3. 2000-D South Carolina Quarter with Multiple Double Struck Error: Sold for $2,990

2000-D South Carolina Quarter with Multiple Double Struck Error

This particular coin was struck a remarkable nine times. All that pounding distorted the coin’s shape and details. What’s left on the reverse is a faint image of the Palmetto tree and half a Carolina Wren. George Washington wasn’t any luckier, as the obverse is also distorted. At least it sold for a pretty coin.

4. 2000-P Massachusetts Quarter with Off-Center and Straight Clip Error: Sold for $374

2000-P Massachusetts Quarter with Off-Center and Straight Clip Error

Here’s another 1788 quarter with a combination of errors. This particular coin is a Massachusetts State coin with a severe off-center error. It also has a straight clip error that cuts a straight edge on the otherwise round coin. It also suffers environmental damage, adding to the rarity and beauty of the coin.
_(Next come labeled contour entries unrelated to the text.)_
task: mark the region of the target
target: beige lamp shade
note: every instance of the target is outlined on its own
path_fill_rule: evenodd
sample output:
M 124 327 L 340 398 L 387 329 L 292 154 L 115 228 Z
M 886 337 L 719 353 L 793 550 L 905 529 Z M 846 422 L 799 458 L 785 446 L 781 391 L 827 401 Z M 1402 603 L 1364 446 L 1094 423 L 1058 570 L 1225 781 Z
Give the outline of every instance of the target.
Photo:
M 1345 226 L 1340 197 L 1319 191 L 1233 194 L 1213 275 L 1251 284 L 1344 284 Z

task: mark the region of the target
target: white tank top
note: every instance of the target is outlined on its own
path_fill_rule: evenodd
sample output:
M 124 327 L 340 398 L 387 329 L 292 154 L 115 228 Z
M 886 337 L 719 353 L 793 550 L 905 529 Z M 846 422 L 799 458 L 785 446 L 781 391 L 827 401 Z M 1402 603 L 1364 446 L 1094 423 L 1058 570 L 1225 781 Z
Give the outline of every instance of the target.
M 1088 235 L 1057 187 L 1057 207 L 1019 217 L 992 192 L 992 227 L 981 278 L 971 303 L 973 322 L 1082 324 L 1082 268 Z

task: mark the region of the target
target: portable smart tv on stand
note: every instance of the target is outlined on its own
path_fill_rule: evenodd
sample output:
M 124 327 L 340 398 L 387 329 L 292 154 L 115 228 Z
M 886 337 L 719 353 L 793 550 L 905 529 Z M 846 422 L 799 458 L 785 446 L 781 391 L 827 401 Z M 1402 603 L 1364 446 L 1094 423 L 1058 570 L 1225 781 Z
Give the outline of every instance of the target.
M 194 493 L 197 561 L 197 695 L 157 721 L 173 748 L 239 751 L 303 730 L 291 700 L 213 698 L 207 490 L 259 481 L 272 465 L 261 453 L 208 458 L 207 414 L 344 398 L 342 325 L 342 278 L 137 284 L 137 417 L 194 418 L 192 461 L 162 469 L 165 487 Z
5. 1999-P Georgia Quarter Struck on an Experimental Quarter: Sold for $2,160

1999-P Georgia Quarter Struck on an Experimental Quarter

How often do you see a golden quarter? Almost never. But here is an extra-fine golden quarter that sold in 2020 for $2,160. This particular coin was struck on an experimental planchet. Though the metallic composition of the coin is unknown, you’ll need deep pockets to take it off the hands of its current owner.

Final Thoughts

Often, the government uses coins to celebrate important people and events in our nation’s history. The 1788 quarter-dollar coin series celebrates all the eight states that joined the Union in the year 1788. Though these coins bear the year 1788, they were released between 1999 and the year 2001.

Unfortunately, circulated versions of these coins are only worth the value they display on their obverse faces. If you want better value, you should hunt down mint-state versions of these coins, or better yet, go for clad and silver-proof 1788 quarters. Those can sell for up to $88.